Die Augen bleiben weit offen, wenn man in die Archivgestelle hineinschaut. Da sind reihenweise Bücher aus der rechtextremen Szene, Dutzende Bände von Autoren, die den geschichtlichen Fakten zum Zweiten Weltkrieg ihre revisionistische Sichtweise entgegenhalten. Da sind persönliche Nachlässe beispielsweise von Hans Hutter, dem ehemaligen Spanienkämpfer oder von ehemaligen Frontisten, da lagern die Ausgaben der „Front“, oder des „Grenzboten“, beides Zeitungen der Frontisten. Der „Nebelspalter liegt in all seinen Ausgaben vor. Es ist ein Glück, dass der ganze Nachlass des Karikaturisten und Zeichners Karl Böckli, der über Jahre seine politischen Karikaturen im Nebelspalter hatte, ebenfalls im Archiv vorliegen. Auch der Nachlass des Karikaturisten Hans U. Steger ist im Archiv verwahrt.

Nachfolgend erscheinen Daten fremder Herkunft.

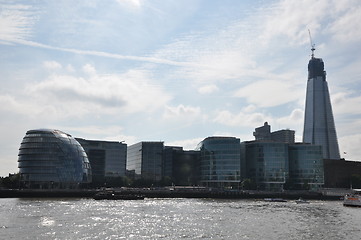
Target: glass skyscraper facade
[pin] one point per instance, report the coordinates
(107, 158)
(180, 166)
(220, 162)
(267, 164)
(306, 166)
(145, 160)
(319, 126)
(52, 159)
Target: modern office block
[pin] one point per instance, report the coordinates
(107, 158)
(284, 135)
(266, 164)
(306, 170)
(264, 133)
(181, 167)
(52, 159)
(144, 159)
(220, 162)
(319, 126)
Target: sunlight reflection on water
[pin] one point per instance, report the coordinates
(176, 219)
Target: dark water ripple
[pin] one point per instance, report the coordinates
(176, 219)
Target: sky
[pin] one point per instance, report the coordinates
(173, 71)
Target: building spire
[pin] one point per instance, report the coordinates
(312, 44)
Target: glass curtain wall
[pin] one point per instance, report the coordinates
(52, 159)
(220, 162)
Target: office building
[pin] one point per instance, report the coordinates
(264, 133)
(180, 166)
(284, 135)
(319, 126)
(107, 159)
(306, 170)
(52, 159)
(220, 162)
(266, 164)
(144, 160)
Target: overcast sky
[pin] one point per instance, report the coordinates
(173, 71)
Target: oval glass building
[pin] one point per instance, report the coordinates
(52, 159)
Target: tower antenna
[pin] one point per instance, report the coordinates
(312, 44)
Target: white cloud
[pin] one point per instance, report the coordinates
(135, 4)
(69, 95)
(241, 119)
(52, 65)
(345, 102)
(187, 144)
(89, 69)
(346, 27)
(208, 89)
(183, 112)
(16, 22)
(270, 93)
(350, 147)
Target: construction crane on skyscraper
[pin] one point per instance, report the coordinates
(312, 44)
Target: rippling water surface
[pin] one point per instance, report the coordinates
(176, 219)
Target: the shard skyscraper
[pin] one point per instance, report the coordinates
(319, 126)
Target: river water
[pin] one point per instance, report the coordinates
(176, 219)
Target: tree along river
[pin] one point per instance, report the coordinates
(176, 219)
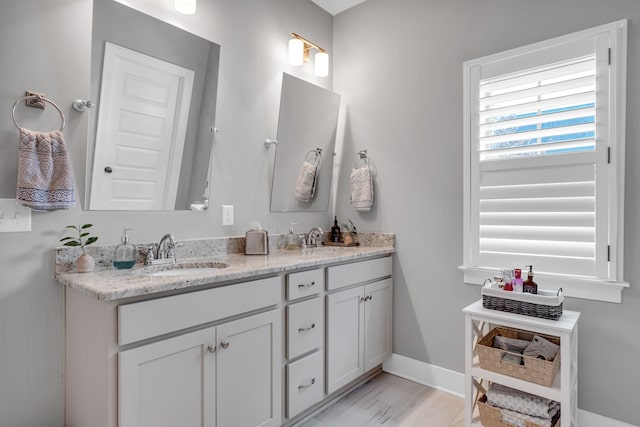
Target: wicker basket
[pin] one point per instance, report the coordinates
(533, 370)
(490, 416)
(544, 304)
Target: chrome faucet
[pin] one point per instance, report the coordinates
(166, 248)
(312, 236)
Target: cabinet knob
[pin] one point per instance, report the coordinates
(308, 328)
(306, 285)
(304, 386)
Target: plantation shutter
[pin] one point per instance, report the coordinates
(538, 153)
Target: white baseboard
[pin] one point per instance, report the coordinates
(453, 382)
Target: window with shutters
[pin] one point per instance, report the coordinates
(544, 162)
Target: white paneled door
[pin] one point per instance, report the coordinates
(142, 122)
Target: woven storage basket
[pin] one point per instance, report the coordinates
(491, 416)
(533, 370)
(544, 304)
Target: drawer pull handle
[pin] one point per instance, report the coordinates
(306, 285)
(313, 325)
(305, 386)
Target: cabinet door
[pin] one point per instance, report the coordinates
(377, 325)
(248, 369)
(345, 337)
(168, 383)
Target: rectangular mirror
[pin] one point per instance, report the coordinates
(306, 142)
(151, 133)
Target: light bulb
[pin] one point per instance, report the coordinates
(296, 52)
(188, 7)
(321, 64)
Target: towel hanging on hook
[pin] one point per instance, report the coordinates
(361, 181)
(307, 176)
(45, 176)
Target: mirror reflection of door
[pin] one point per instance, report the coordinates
(145, 102)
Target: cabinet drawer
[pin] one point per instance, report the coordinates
(305, 327)
(305, 283)
(147, 319)
(358, 272)
(305, 383)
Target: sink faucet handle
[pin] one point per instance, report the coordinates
(148, 257)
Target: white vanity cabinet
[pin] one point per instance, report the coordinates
(197, 380)
(359, 319)
(209, 358)
(261, 352)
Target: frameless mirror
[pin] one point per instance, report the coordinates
(306, 141)
(151, 133)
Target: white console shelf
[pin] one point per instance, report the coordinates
(479, 320)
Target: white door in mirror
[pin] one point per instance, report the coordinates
(137, 159)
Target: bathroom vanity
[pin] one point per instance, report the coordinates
(262, 341)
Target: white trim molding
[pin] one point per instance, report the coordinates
(452, 382)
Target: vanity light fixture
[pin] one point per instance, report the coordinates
(299, 48)
(188, 7)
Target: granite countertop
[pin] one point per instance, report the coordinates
(110, 284)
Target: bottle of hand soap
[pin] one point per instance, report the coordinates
(335, 231)
(292, 240)
(529, 285)
(125, 253)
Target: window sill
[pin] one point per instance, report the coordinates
(572, 286)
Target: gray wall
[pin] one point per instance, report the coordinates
(45, 46)
(398, 67)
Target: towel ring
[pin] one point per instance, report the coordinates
(358, 157)
(314, 157)
(13, 110)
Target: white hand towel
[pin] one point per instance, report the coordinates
(362, 189)
(306, 182)
(45, 176)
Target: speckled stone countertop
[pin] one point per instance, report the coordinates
(107, 283)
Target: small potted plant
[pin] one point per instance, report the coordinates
(85, 262)
(351, 232)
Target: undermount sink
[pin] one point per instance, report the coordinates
(181, 269)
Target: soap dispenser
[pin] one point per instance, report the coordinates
(529, 285)
(335, 231)
(292, 241)
(125, 253)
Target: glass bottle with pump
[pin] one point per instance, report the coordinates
(125, 254)
(292, 240)
(335, 231)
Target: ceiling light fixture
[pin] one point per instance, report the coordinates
(188, 7)
(299, 48)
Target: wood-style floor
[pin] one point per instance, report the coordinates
(391, 401)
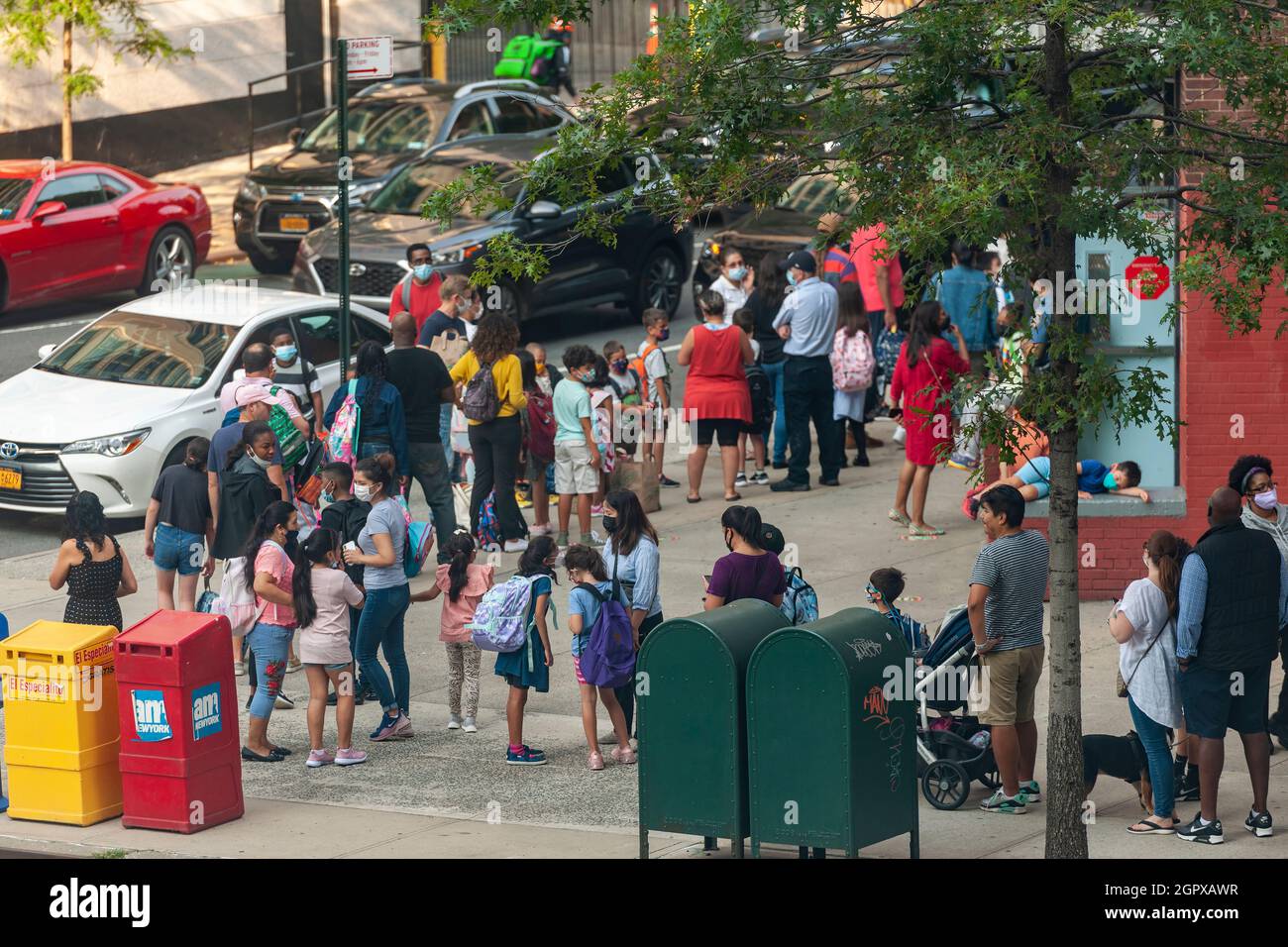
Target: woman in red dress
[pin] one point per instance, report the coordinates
(716, 397)
(922, 377)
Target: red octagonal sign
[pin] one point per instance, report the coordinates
(1147, 277)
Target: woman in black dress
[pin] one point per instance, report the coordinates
(91, 565)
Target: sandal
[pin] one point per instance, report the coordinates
(1146, 827)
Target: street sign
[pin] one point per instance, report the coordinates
(370, 56)
(1147, 277)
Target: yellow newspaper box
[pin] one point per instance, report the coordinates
(62, 732)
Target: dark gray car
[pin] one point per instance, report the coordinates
(647, 268)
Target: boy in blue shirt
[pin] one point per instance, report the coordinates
(885, 585)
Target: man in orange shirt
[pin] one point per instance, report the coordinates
(416, 292)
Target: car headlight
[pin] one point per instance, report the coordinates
(110, 446)
(458, 254)
(250, 191)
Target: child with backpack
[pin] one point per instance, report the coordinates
(884, 589)
(593, 612)
(853, 368)
(465, 585)
(761, 407)
(528, 665)
(323, 594)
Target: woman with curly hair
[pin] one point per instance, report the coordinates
(91, 566)
(382, 428)
(494, 436)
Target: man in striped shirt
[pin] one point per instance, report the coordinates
(1008, 586)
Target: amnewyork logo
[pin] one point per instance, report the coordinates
(150, 719)
(205, 711)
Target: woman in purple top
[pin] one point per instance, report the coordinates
(748, 571)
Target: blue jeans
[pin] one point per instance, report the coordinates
(1153, 737)
(270, 646)
(445, 433)
(780, 441)
(381, 626)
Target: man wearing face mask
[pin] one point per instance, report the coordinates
(1232, 603)
(419, 291)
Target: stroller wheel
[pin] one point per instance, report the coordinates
(945, 785)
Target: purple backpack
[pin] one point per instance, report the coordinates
(608, 660)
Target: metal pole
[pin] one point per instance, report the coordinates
(342, 81)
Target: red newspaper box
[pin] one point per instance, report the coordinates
(180, 750)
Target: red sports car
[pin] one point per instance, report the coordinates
(80, 228)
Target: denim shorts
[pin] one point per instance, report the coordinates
(178, 551)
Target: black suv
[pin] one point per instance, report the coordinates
(645, 269)
(390, 124)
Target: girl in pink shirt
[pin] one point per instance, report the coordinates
(465, 583)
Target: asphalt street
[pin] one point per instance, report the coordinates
(24, 333)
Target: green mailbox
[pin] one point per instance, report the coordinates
(690, 684)
(832, 749)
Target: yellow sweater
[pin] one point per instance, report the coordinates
(507, 376)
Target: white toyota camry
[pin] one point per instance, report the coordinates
(119, 401)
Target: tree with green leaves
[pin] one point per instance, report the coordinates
(1033, 120)
(29, 27)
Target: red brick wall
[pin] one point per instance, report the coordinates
(1232, 397)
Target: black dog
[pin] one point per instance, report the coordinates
(1122, 758)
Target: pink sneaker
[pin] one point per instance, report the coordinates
(320, 758)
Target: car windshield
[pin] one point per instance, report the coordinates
(142, 350)
(415, 183)
(13, 192)
(378, 128)
(810, 196)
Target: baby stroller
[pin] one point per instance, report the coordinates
(953, 748)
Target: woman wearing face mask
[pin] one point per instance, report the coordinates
(245, 488)
(631, 554)
(270, 548)
(735, 281)
(380, 553)
(1144, 625)
(748, 571)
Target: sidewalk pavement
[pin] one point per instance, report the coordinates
(219, 182)
(450, 793)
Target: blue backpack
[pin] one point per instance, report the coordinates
(800, 600)
(608, 659)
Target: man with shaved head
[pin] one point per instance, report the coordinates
(1233, 602)
(424, 384)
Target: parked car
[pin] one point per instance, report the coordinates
(790, 224)
(645, 268)
(81, 228)
(390, 125)
(120, 399)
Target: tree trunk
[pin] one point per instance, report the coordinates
(67, 94)
(1067, 832)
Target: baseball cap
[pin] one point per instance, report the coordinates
(802, 258)
(772, 539)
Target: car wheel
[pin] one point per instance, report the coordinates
(277, 264)
(171, 261)
(660, 283)
(506, 300)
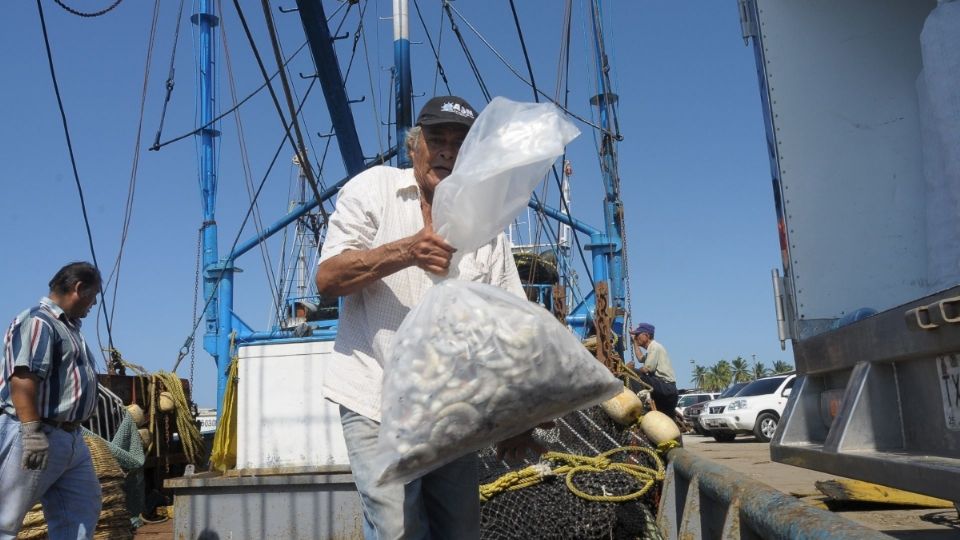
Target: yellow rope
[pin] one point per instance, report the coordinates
(570, 465)
(666, 446)
(189, 433)
(190, 437)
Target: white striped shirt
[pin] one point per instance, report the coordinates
(376, 207)
(49, 344)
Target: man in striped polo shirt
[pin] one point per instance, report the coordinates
(48, 386)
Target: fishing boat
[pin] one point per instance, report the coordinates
(279, 466)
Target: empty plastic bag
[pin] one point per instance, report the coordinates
(507, 152)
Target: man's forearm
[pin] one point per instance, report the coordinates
(353, 270)
(23, 393)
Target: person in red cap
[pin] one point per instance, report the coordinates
(657, 369)
(379, 254)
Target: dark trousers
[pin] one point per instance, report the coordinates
(664, 393)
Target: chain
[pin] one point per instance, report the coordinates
(91, 14)
(626, 278)
(196, 289)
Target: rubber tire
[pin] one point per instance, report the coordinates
(771, 420)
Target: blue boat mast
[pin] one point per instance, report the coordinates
(222, 325)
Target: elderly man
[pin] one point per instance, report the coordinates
(657, 370)
(48, 388)
(379, 254)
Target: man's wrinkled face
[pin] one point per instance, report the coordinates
(435, 153)
(85, 300)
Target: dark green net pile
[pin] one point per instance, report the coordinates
(549, 510)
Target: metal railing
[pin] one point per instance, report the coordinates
(704, 500)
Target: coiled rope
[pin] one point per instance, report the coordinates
(570, 465)
(190, 437)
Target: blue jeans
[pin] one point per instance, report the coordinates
(68, 488)
(444, 504)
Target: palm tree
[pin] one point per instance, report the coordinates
(781, 367)
(760, 371)
(699, 378)
(719, 375)
(739, 370)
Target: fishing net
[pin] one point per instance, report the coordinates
(114, 522)
(615, 484)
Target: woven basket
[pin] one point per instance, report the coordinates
(114, 522)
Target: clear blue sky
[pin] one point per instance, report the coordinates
(695, 174)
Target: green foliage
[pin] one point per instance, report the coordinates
(782, 367)
(759, 371)
(740, 371)
(719, 376)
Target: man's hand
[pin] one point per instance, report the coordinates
(35, 446)
(430, 252)
(514, 448)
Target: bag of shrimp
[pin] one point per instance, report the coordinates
(473, 365)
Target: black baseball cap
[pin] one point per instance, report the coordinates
(446, 110)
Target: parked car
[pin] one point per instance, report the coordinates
(693, 398)
(755, 409)
(691, 415)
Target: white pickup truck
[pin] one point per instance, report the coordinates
(754, 410)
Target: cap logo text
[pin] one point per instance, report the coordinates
(456, 108)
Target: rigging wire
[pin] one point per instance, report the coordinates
(245, 165)
(170, 78)
(158, 145)
(189, 341)
(132, 187)
(91, 14)
(439, 72)
(73, 161)
(439, 48)
(540, 218)
(297, 144)
(463, 45)
(447, 6)
(313, 148)
(362, 29)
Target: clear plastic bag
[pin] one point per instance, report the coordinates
(506, 153)
(472, 365)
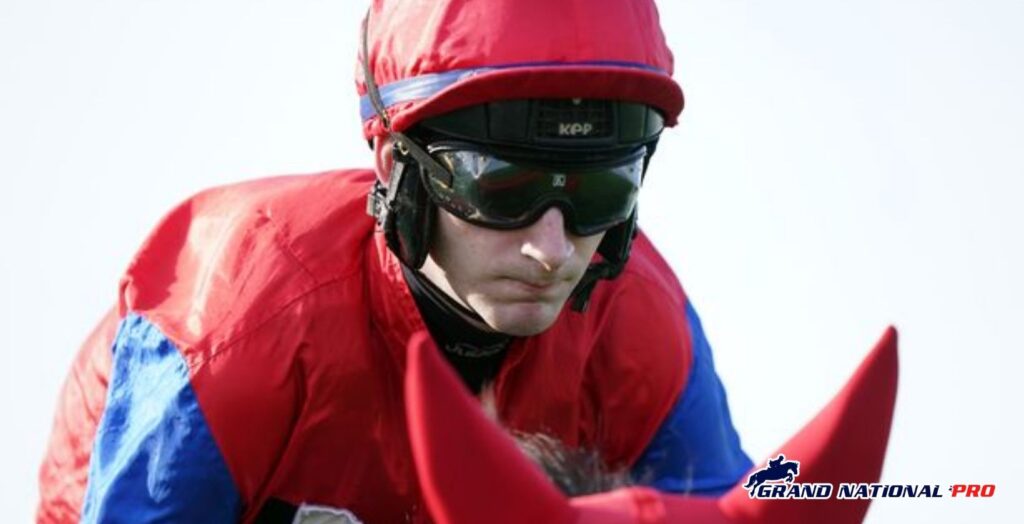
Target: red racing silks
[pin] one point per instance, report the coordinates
(471, 472)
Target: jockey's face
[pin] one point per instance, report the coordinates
(517, 279)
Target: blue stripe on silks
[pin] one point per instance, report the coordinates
(154, 457)
(696, 449)
(425, 86)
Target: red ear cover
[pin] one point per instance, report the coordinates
(470, 471)
(845, 442)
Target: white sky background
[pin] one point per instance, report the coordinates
(840, 166)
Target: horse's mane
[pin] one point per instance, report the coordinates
(576, 471)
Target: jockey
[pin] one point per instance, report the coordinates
(253, 363)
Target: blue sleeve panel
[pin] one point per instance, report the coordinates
(696, 449)
(154, 457)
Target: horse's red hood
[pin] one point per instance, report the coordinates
(471, 472)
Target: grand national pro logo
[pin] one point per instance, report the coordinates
(777, 480)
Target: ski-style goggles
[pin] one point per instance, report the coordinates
(507, 193)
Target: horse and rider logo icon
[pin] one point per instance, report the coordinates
(778, 469)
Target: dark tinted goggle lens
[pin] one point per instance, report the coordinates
(508, 194)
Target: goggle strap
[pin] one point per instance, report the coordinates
(410, 147)
(407, 143)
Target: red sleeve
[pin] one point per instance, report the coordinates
(66, 465)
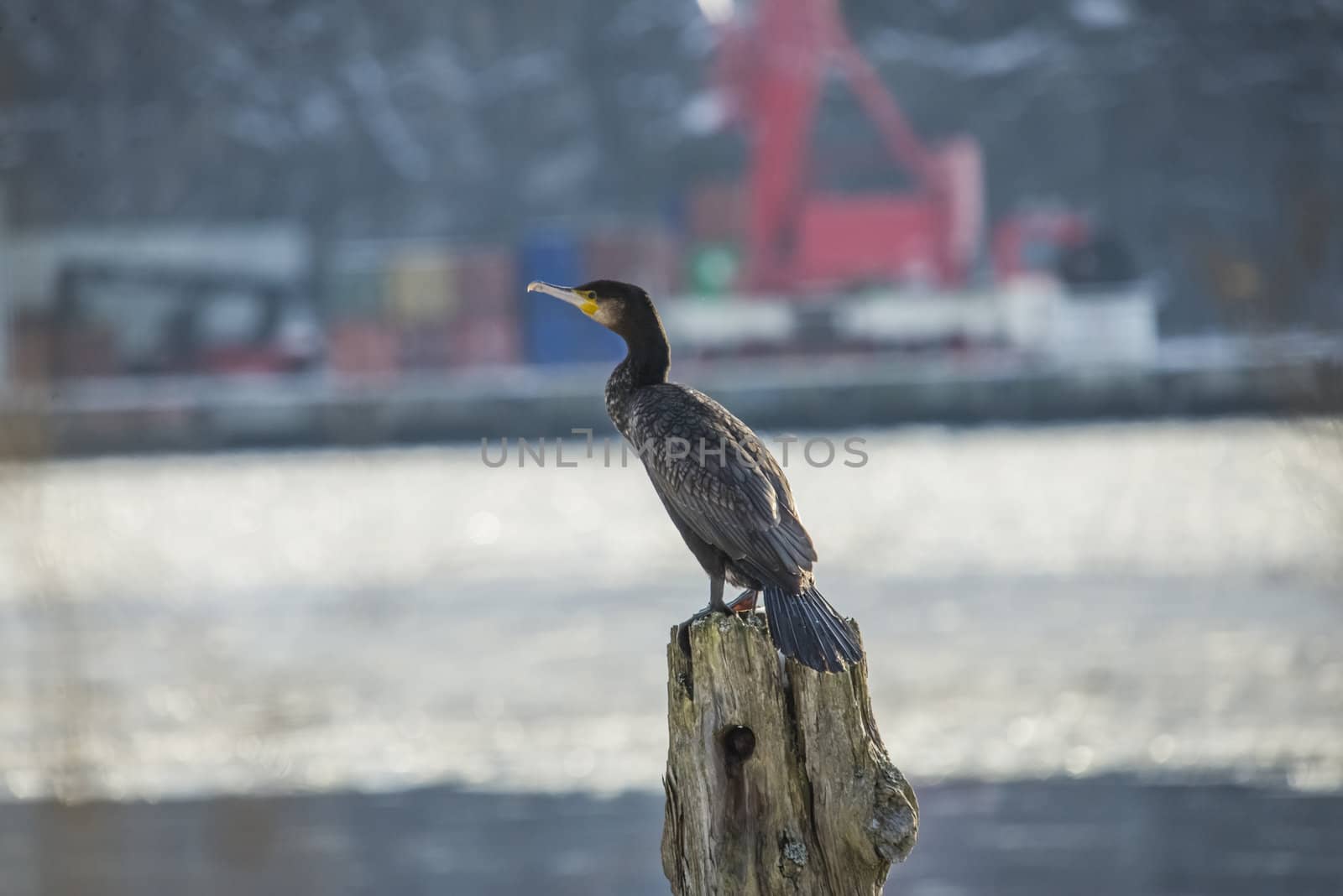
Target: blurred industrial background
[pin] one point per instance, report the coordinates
(1074, 268)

Das AfZ führt eine ausgedehnte biographische Sammlung. Täglich sieht eine Person die Zeitungen durch, um Berichte über die etwa 13‘000 Personen in der Sammlung zu suchen und Fundstücke in den Schubladen mit den zahllosen Mäppchen abzulegen. Von einigen Personen gibt es bloss ein dünnes Dossier, die Sammlung über andere füllt hingegen Schubladen.
Bis 2008 wurden auch politische Themen observiert und aus den Printmedien herausgeschnitten. Heute sind diese Artikel einfacher über die Schweizerische Mediendatenbank abzurufen.
Für die Anlieferung neuer Materialien ist eine kleine Werkstatt eingerichtet. Dort wird alles gesichtet, sortiert und auf Schimmel überprüft. Gar oft lagerte das Gut an staubigen, oft schlecht belüfteten Orten, deshalb hat die Werkstatt eine Haube mit Abzug, unter der Staub weggeblasen werden kann.
Nicht alle Archivalien können am Hirschengraben 62 aufbewahrt werden. Im Moment gibt es noch vier Depots, zu denen einmal pro Tag ein Auto hinfährt um die bestellten Dokumente zu holen oder zurückzubringen. An der Leonhardstrasse entstanden neue, eigene Räume, die den Inhalt der Aussenstellen aufnehmen soll. Es sind etwa 4000 Laufmeter, die dafür nötig sind. Dies entspricht laut Michael Schaer einem mittleren Archiv. Alles, was digitalisiert worden ist, wandert selbstredend ins Aussendepot.
Das AfZ engagiert sich sehr stark in der Diskussion um die Digitalisierung und der Aufbewahrung von Digitalisaten. Künftig werden wohl vermehrt CDs, DVDs, Festplatten und USB-Speicher zu den eingereichten Beständen gehören. Etwa 15% des Archivguts sind bereits digitalisiert. Das sind über vier Millionen Seiten. Die Digitalisierung wurde wesentlich mit finanzieller Unterstützung durch das Holocaust-Museum in Washington vorangetrieben. Ziel des Museums war, eine digitale Kopie der bedeutenden Zürcher Bestände zur jüdischen Geschichte im Zweiten Weltkrieg zu haben. Der grösste Teil der digitalisierten Dokumente ist öffentlich zugänglich, was aus rechtlichen Gründen nicht online sein kann, ist im Lesesaal verfügbar. Für einige Dokumente ist für die Einsicht eine Bewilligung von den Familien der Vor- oder Nachlasser nötig.
Heute, so sagt Michael Schaer, sei die Digitalisierung ein sehr wichtiges Thema, denn was nicht im Netz sichtbar sei, existiere gar nicht. Dies dürfte vor allem für Studentinnen und Studenten im Grundstudium gelten. Diese Besuchergruppe schrumpft denn auch stark. Hingegen nimmt jene Zahl der Personen, die eine Dissertation oder Habilitation verfassen, stetig zu.